Had I been asked, I would not have given that same $30,000 to save my sons’ biological families and come home empty-handed, a difficult truth to reckon with.
There’s no way to know what the boys’ lives would have been like if they’d been able to stay with their biological mothers, and I don’t presume to speak for the mothers and say they’d have chosen that path. But because they were adopted — because I adopted them — my sons suffered developmental and emotional consequences they might otherwise have been spared. As I watched my older son laughing with his sister, as I watched my younger son being hugged by his uncle, I had to wonder what “a better life” really looks like.

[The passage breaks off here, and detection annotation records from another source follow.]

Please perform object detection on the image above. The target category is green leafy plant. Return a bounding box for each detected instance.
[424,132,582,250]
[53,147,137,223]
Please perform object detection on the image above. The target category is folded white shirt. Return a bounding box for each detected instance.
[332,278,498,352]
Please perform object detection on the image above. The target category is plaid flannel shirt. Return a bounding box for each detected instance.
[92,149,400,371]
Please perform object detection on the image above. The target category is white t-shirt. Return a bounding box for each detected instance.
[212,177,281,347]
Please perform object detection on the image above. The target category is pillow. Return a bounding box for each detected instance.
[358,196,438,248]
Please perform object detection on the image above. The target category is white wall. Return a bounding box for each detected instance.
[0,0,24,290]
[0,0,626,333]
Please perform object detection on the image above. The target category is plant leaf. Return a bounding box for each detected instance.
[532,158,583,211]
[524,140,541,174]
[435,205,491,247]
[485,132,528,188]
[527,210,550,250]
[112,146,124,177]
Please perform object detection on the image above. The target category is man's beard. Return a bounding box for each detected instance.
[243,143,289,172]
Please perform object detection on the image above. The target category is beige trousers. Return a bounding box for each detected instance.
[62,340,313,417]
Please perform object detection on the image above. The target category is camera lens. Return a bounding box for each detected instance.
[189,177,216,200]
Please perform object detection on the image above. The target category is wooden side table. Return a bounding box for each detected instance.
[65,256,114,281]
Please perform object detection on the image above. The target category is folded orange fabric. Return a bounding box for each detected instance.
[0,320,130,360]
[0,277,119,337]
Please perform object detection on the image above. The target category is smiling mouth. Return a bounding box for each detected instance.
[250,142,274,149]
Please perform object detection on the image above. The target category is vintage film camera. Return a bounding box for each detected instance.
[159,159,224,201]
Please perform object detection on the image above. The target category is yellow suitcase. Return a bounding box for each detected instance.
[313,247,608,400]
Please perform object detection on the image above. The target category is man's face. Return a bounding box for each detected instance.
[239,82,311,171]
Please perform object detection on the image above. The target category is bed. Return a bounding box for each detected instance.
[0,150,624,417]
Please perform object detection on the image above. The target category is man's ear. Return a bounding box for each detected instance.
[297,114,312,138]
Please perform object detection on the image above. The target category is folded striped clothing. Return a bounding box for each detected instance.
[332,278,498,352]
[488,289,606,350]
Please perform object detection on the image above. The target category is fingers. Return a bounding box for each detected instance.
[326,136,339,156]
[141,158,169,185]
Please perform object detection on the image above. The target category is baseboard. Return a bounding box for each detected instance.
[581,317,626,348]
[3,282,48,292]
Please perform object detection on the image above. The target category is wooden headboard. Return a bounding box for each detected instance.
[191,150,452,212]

If the goal of adopting my children was to give them the best life possible, then first, ideally, I should have done everything possible to keep them with their biological families.
If the goal of adopting my children was to build a family, then I need to take a hard look at the families I dismantled to build my own.
I cannot imagine my life without my sons. They are the foundation of my world, even as adults living their own lives in other cities. Every day for the last 30 years has been better because of them.
But I would not adopt again, at least not the same way I did back then, knowing what I know today. I feel complicit in one of the world’s greatest injustices, unintentionally perpetrated upon the people I love the most.